Ou sinon, il faut regarder comme un aliment l’eau que, dans les pays de montagnes, un voyageur inexpérimenté absorbera en quantité excessive pour apaiser une soif que par là il rend plus inextinguible, et l’eau qui ranime la plante ou le rotifère desséché. Il faut donner le même nom aux cailloux que bon nombre d’oiseaux avalent, dit-on, pour aider l’estomac à exercer ses fonctions digestives. Il faut assimiler au combustible, l’huile qui graisse les surfaces de glissement d’un engin mécanique, et sans laquelle il ne marcherait pas.

Question de mots, dira-t-on. Certes on est libre, dans une certaine mesure, d’élargir la signification d’un terme. Mais alors on doit sans cesse se ressouvenir que, sous ce terme, sont comprises des choses absolument différentes. Pour éviter toute confusion, je préfère donc, pour l’usage que j’en ferai dans ce travail, et sous réserve d’une distinction entre la fonction formatrice et la fonction motrice, restreindre et étendre à la fois la signification du mot aliment. Je l’appliquerai à tout ce qui, introduit dans l’organisme, s’y compose et s’y décompose en vue de son utilité. La suite confirmera la justesse de ce procédé[1].

  1. Voici ce que m’écrit à ce sujet M. Nuel, professeur de physiologie à l’université de Gand, en réponse à des demandes que je lui avais adressées. Je l’ai reçue quand tout ce qui précède était achevé. Elle a levé toutes mes hésitations.

    « J’ai songé à la définition du mot aliment. Le résultat est que je n’arrive à aucune définition absolument satisfaisante. Ce mot a été créé par le vulgaire, et, comme en bien d’autres cas analogues, il se peut que la science finisse par modifier sensiblement l’idée qu’on y a attachée primitivement.

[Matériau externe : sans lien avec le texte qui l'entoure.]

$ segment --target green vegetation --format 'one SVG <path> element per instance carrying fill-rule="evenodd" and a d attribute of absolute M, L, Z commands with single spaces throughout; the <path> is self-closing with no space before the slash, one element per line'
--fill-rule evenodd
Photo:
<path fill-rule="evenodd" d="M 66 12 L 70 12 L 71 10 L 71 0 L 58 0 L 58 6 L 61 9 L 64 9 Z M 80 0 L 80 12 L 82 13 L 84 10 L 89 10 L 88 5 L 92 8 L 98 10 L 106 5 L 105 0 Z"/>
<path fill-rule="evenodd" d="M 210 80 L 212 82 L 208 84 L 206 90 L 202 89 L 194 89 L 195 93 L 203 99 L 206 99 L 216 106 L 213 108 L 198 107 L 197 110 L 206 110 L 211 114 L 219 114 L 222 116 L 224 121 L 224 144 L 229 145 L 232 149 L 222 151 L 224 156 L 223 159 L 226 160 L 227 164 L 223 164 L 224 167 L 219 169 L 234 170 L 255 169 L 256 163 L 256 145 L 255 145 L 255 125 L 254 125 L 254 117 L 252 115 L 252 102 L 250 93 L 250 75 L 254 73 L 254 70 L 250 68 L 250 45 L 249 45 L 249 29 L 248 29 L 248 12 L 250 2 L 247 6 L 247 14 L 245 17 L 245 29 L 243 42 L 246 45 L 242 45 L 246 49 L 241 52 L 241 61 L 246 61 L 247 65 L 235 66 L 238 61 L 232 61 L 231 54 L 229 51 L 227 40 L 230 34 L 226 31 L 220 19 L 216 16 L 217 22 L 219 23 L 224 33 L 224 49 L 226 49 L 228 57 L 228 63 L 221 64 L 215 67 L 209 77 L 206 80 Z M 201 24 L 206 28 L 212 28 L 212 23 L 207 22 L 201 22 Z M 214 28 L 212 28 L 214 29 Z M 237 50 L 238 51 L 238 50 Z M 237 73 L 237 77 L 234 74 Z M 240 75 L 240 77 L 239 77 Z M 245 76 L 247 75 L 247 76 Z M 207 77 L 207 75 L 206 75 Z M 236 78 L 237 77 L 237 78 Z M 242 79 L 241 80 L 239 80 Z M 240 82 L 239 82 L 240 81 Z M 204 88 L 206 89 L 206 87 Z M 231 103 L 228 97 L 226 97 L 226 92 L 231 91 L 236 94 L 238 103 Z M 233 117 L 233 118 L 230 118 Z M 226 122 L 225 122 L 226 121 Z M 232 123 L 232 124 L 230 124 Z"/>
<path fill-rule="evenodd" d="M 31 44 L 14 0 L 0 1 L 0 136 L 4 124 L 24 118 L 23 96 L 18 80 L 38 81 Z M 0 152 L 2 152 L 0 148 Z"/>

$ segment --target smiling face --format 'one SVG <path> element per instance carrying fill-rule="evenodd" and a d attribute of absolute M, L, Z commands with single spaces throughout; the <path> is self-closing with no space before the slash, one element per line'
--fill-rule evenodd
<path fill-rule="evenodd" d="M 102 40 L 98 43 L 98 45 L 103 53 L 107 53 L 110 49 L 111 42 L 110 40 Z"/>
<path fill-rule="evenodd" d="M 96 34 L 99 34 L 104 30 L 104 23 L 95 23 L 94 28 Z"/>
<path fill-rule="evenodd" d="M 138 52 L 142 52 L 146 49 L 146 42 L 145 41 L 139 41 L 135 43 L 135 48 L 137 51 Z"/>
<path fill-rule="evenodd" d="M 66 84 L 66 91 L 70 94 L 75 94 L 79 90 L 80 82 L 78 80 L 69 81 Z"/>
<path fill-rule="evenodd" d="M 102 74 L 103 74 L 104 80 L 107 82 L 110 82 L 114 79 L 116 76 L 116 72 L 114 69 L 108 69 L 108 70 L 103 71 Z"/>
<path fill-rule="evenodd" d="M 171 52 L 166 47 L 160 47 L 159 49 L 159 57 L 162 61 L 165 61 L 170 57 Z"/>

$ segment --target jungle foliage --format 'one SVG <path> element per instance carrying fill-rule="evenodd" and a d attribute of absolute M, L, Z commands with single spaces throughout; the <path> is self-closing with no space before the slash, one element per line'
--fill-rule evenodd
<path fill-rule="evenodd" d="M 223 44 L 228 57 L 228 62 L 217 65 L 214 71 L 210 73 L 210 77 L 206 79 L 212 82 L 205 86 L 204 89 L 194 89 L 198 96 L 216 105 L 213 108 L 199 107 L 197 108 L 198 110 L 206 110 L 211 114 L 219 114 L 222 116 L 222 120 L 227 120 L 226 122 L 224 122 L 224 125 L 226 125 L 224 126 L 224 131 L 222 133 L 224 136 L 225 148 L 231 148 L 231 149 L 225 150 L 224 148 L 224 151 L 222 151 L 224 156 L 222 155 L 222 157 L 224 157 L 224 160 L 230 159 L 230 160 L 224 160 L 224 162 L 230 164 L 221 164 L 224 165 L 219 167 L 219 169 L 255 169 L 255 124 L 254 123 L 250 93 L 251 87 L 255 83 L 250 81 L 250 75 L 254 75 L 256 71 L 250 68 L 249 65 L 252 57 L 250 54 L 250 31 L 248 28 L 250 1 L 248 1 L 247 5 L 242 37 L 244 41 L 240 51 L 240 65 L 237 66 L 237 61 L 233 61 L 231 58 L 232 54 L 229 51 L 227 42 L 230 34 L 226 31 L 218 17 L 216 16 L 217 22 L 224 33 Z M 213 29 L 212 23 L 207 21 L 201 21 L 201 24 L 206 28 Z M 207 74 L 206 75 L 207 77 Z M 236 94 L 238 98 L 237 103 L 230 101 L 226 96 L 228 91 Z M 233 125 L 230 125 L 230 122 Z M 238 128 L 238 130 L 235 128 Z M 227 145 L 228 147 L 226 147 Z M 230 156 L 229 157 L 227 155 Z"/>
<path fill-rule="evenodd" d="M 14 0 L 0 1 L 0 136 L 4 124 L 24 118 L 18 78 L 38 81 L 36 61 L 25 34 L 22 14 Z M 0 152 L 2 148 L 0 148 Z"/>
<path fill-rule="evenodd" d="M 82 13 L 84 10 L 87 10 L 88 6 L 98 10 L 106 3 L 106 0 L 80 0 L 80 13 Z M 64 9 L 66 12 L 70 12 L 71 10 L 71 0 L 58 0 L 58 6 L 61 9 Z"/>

    « Le sens restreint attaché par le public au mot aliment, celui auquel je serais porté à me rallier, revient à considérer comme tels les principes qui, après absorption, se transforment dans notre corps de manière à mettre de l’énergie en liberté.

    « À ce point de vue, l’eau, les sels minéraux ne sont certainement pas des aliments. Le bouillon et l’alcool non plus, en ce sens qu’ils agissent surtout comme excitants du tube digestif et du système nerveux, au même titre que le poivre, etc., et qu’ils sont recherchés et mangés en vue de cette action. Les sels, bien qu’indispensables à l’entretien de la vie, ne sont que des machines à l’aide desquelles l’énergie des principes alimentaires est mise en liberté.

    « Il me semble qu’à ce point de vue, bien que contrairement aux idées qui ont présidé à la création du mot, l’oxygène doive être considéré comme le premier aliment de tous.

     

    « On constate, chez certains physiologistes, la tendance à considérer comme aliments tous les corps indispensables, ou même seulement utiles à l’entretien de la vie, même s’ils traversent l’organisme sans se modifier chimiquement.

    « Le fait est qu’il est aujourd’hui impossible de tracer une ligne de démarcation nette, d’une part, entre les principes utiles à l’organisme à la manière des sels et des excitants, et, d’autre part, entre les corps qui se transforment dans l’organisme de manière à mettre de l’énergie en liberté. L’alcool est pris pour ses propriétés excitantes ; mais une partie se transforme à la manière des hydrocarbures. Dans le bouillon lui-même, il y a de la gélatine et d’autres corps qui se brûlent dans l’organisme. »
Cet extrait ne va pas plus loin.